A few years ago producer-director Ken Burns gave us the trilogy, “Seeing, Searching, Being,” a documentary on the life of artist/magazine publisher William Charles Segal (1904-2000) who saw the light in all things and within every individual. In the film, Segal, a follower of mystics G.I. Gurdjieff and Daisetsu Suzuki, describes what he sees when painting a still life. “I’m not doing anything,” he says. “When I’m still and listen, I begin to be in touch with a mysterious element that is within each of us, which transforms and shapes us, and can help transform the world.”

 

“Show me a hero and I’ll write you a tragedy.” – F. Scott Fitzgerald

Cinema’s Clint Eastwood says the daily deep silence meditation he has practiced for over forty years is essential to his work; and at 84 he’s at the top of his game. In the words of late movie critic Roger Ebert, “the Clint Eastwood hero almost always does what he damn well pleases. His White Hunter, Black Heart is a movie about a man who does what he pleases, but it doesn’t make him a hero.”
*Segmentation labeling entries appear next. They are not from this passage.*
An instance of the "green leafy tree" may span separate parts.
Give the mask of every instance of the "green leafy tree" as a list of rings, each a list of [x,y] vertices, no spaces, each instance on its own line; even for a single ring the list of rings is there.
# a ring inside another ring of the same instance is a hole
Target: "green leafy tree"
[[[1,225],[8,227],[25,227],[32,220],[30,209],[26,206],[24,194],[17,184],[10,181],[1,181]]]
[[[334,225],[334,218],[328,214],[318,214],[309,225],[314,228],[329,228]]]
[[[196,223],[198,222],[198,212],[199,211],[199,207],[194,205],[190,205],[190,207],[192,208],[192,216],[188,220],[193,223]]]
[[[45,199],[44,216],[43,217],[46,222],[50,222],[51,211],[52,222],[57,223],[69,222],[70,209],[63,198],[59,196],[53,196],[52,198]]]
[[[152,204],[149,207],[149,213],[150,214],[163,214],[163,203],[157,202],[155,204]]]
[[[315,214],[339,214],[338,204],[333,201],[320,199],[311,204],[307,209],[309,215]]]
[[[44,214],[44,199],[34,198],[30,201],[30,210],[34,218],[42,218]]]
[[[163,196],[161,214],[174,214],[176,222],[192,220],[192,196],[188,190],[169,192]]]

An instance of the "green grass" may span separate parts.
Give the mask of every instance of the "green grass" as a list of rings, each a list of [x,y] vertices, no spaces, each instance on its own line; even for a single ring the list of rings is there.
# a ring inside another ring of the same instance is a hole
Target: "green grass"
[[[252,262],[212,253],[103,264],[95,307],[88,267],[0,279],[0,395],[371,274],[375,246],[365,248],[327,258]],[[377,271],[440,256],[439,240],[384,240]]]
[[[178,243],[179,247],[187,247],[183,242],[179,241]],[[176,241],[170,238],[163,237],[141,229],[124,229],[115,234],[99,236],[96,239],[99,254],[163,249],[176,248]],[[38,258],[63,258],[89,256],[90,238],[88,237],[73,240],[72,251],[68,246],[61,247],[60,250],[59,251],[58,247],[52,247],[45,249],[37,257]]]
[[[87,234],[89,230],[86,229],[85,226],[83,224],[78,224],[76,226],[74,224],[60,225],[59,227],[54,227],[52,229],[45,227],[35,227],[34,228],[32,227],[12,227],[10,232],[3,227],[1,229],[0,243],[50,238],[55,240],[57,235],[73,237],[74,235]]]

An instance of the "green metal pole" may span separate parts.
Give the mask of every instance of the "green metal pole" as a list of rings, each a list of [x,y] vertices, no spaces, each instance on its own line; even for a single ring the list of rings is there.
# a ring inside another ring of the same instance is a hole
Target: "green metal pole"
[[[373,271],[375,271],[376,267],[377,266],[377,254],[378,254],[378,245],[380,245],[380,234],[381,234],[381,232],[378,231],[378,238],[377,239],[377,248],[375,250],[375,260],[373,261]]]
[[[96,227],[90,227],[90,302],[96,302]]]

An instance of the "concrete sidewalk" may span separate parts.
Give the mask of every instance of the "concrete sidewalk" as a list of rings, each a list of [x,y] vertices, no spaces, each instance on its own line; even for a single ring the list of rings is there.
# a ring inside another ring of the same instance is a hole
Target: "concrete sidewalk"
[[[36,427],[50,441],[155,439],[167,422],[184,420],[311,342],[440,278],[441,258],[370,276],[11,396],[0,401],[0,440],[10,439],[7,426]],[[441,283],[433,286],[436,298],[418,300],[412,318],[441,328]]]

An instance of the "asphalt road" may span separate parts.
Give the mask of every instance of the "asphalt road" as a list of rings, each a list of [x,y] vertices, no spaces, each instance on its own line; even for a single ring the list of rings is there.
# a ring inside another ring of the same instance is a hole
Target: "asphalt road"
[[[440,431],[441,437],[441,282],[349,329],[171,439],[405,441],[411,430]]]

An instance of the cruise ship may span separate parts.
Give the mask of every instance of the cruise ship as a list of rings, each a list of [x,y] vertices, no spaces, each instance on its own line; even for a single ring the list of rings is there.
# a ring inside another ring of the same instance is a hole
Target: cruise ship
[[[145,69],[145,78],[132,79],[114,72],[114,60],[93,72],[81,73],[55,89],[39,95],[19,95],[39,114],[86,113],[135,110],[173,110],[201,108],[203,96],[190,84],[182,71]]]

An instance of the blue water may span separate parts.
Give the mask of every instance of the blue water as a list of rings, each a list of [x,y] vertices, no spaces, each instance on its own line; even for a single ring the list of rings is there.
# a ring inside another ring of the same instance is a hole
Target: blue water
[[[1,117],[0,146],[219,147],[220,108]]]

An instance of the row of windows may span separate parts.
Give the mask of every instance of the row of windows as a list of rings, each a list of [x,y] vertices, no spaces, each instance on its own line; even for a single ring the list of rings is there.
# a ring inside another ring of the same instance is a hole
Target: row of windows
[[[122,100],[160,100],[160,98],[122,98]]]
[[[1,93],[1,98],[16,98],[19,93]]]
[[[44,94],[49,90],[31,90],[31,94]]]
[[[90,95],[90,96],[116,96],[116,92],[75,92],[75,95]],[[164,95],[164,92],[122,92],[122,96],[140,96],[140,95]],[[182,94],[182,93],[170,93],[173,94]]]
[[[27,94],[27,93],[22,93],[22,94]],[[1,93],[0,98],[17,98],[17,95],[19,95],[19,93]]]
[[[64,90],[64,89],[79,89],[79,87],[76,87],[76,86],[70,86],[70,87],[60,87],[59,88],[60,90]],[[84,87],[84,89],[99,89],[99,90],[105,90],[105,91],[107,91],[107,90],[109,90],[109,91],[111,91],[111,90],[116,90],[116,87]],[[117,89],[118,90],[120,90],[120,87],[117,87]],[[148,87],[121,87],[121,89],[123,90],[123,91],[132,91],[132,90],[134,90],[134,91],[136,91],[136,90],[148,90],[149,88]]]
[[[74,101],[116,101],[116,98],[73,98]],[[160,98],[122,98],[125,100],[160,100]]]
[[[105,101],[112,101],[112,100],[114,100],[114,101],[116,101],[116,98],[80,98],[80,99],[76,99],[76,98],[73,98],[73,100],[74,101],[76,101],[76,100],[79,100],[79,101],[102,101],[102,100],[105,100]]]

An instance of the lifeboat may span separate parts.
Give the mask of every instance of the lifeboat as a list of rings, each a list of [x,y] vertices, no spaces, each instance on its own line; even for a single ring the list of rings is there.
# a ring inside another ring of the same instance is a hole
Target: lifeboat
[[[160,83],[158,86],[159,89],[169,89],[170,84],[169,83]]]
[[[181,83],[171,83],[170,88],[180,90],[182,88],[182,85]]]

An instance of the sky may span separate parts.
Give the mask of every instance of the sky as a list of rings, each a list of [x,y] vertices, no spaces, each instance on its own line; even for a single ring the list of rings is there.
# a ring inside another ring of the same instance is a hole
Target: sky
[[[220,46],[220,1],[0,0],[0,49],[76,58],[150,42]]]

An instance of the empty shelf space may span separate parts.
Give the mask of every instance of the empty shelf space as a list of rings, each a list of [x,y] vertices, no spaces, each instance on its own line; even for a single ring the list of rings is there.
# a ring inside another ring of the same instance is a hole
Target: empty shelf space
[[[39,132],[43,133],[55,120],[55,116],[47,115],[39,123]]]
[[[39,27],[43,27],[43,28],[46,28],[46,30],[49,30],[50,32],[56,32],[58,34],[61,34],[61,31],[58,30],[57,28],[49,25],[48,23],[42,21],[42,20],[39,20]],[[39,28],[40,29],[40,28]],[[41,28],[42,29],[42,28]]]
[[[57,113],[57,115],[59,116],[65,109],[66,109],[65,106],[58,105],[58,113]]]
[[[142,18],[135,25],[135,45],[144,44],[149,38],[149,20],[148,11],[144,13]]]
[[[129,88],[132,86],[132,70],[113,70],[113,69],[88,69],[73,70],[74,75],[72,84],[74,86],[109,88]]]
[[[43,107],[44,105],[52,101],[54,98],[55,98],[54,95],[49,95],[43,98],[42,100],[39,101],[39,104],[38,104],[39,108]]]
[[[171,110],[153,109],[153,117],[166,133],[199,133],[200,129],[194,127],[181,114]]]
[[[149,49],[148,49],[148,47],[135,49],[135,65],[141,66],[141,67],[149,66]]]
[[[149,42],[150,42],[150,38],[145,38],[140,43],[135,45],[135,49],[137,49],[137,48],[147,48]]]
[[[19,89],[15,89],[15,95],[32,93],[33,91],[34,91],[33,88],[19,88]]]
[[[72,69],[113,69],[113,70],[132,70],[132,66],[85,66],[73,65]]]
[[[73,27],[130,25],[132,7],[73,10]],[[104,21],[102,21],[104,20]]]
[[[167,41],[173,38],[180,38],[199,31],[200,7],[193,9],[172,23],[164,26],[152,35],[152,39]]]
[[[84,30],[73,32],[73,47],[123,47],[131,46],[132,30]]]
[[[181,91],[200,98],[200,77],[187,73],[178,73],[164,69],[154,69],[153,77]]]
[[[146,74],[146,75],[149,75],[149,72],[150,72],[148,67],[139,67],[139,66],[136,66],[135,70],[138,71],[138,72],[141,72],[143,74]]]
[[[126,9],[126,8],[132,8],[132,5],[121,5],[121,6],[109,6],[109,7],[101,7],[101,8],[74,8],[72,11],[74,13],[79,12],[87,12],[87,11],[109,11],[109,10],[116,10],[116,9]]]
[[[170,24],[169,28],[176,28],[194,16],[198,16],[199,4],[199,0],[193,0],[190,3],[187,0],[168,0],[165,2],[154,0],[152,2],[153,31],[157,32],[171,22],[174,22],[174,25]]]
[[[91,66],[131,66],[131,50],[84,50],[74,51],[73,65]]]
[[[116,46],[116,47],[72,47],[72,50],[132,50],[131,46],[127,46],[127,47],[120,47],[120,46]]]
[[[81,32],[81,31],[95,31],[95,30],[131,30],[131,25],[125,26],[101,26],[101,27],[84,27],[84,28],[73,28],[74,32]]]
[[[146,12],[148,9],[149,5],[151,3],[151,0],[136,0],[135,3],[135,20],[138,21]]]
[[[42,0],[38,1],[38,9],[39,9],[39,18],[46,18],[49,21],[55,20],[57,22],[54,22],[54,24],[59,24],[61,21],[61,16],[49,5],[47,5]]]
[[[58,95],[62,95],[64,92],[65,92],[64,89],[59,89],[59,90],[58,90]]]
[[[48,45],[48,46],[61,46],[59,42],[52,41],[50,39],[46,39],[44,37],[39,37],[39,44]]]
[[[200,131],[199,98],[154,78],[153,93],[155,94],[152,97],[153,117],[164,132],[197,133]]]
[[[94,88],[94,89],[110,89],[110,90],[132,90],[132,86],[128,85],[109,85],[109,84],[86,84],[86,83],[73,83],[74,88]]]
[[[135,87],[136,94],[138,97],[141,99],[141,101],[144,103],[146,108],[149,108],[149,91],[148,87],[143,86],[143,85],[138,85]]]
This year’s highly acclaimed American Sniper is not a good-gun, bad-gun missive. It’s a tragedy about a professional soldier who becomes a hero to everyone but himself.

A few years ago U.S. Navy Seals were hailed as heroes when they took out a group of Somali pirates holding Captain Richard Philips hostage. Ditto, Osama bin Laden. Today critics snipe at the late Chris Kyle for having performed the same function. Somewhere in the murky mists of judgments lies the truth. As Shakespeare points out to us in Hamlet: “There is nothing either good or bad, but thinking makes it so.”

 

“Running on Empty” – Everything Happens Automatically

Navy Seals perform with unimaginable courage, efficiency and a state of mind that borders on detachment. While working as a civilian in Vietnam I was in a village that was attacked by Vietcong. A Seal team came from out of nowhere and saved my life. Completely focused, they appeared to be on auto-pilot and in the moment. Amid the chaos my mind disengaged and time stopped for me as I witnessed the unfolding drama like a movie in slow motion. In real-time the rescue occurred in nanoseconds. Our assailants died; I’m still here.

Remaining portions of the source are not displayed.